How can someone ‘dislike’ someone whom other people love?

I’ve realized a pretty young woman must get a type and quantity of attention that a man cannot even imagine. That amount of attention must be both a blessing and a curse. But it comes too easily; they’ve done nothing to earn it, and a suspicion of others, a lack of appreciation for the value of effort, and a false sense of somehow ‘deserving’ — setting her up for a profound shock later in life — is often the price.

The biggest mistake I think she can make is to think she has “earned” that attention. The second biggest mistake is to believe it’s more than ephemeral.

But most times, it seems, all she ever knows is that she’s made another wrong choice in whom to trust, and then only after the fact. Unless she learns she consistently makes the same mistake — the opposite of my own repeated mistake — she is doomed to either repeat that error in judgment, or become embittered and lonely.

It’s easy for me to avoid the ‘false positive’ error of trusting someone with whom I have nothing in common, or in whom I can see no quality of character. It’s always been with those I felt a commonality, and thought highly — leading to a false sense of familiarity — I have inadvertently learned these life lessons.

This fact would seem to lead inevitably into suspicion on my part, but that’s not what seems to happen for me, or for her. I’ve never learned to accurately predict how people will react to me, especially women, but I now try to imagine some past hurt she bore, and a scar she still wears, that causes her to continuously make the mistake of ‘the false negative’, or ‘the false positive’.

(I’m describing a self-sacrificing form of empathy.
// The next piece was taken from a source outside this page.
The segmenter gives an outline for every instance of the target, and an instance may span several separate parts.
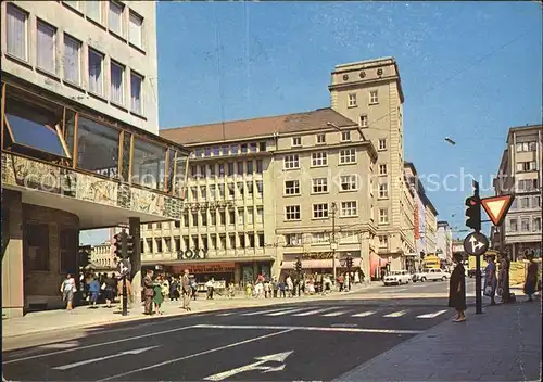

How noble of me.)

Is friendship predictive of a potential relationship with a woman, or is it an inescapable hole called ‘The Friend Zone’?

The only type of woman who has provoked romantic interest is the rare gem who is neither suspicious nor dismissive of me, implying that friendship and romantic interest overlap for me. But it often seems to work oppositely for women; many would never consider a relationship with someone they get along with — so utterly weird and twisted it seems to me!

The same set of traits that can cause one person to think I am fascinating can cause someone else to view me as a creep. I don’t know what life experiences have led to these radically differing interpretations of this same person — ME! — so I cannot stand in judgment, and thus I best not be offended.